Vigo à deux doigts du rêve

Séville, Juventus, AS Roma, Beşiktaş, le tour d'Europe lyonnais


Et on oubliera, ou pas également, que cette même équipe s'est laissé ridiculiser au match aller. Qu'elle s'est sabordée dès la première période du match retour. Qu'elle avait failli aussi s'auto-flageller en quart de finale avec un but concédé à la maison contre Beşiktaş sur une trop grossière erreur de marquage. Ou encore qu'elle n'avait commencé son huitième de finale qu'à partir de la seconde période aller contre l'AS Roma... Une répétition de l'histoire lyonnaise sur la scène européenne cette saison.
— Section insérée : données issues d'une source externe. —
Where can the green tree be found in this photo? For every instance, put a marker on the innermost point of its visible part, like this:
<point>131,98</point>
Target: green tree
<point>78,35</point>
Une équipe capable de tenir la route contre le triple vainqueur de la Ligue Europa, le FC Séville, ou surtout le futur finaliste de la Ligue des champions, la Juventus. Capable de tenir la route, mais toujours battue sur le fil et donc éjectée de la C1. Beaucoup ont alors cru à un gros lot de consolation en Ligue Europa, les dirigeants du club en premier lieu, d'anciennes gloires en second, et quelques observateurs convaincus par les grosses prestations contre l'AS Roma ou Beşiktaş pour compléter la liste.

Le stroboscope européen


À l'heure de tirer le bilan, il est évident que les déclarations d'intention de Bruno Génésio, Jean-Michel Aulas, ainsi que leurs joueurs, n'étaient que moyennement exagérées. Mais comment ne pas regretter que cet OL-là n'ait pas été un soupçon plus consistant sur ses bases arrière ? Comment ne pas regretter que cet OL-là n'ait jamais su, quand il n'était pas bien, resserrer les rangs, quitte à jouer un peu moche et méchant pour éviter de prendre l'eau. Le match aller à Amsterdam sera d'ailleurs le terreau des plus grands regrets rhodaniens : vingt premières minutes où les hommes de Génésio avaient dominé leur sujet, bousculé leurs adversaires, puis une succession de maladresses pour donner quatre buts aux Ajacides. Le retour au Parc OL a d'ailleurs démontré que quand il se mettait vraiment à jouer, l'Olympique lyonnais n'avait rien à envier à l'Ajax, si bon soit-il. Et qu'il n'avait par séquences pas énormément de choses à envier aux plus grands d'Europe non plus. À l'exception notable que, quand les plus grandes équipes brillent par leur constance, Lyon a écrit son histoire européenne sur courant alternatif. Entre fulgurances et faux pas retentissants. À ne plus savoir s'il faut en rire, en pleurer, s'en réjouir, enrager. C'est parfois comme ça, aussi, que s'écrivent les épopées européennes.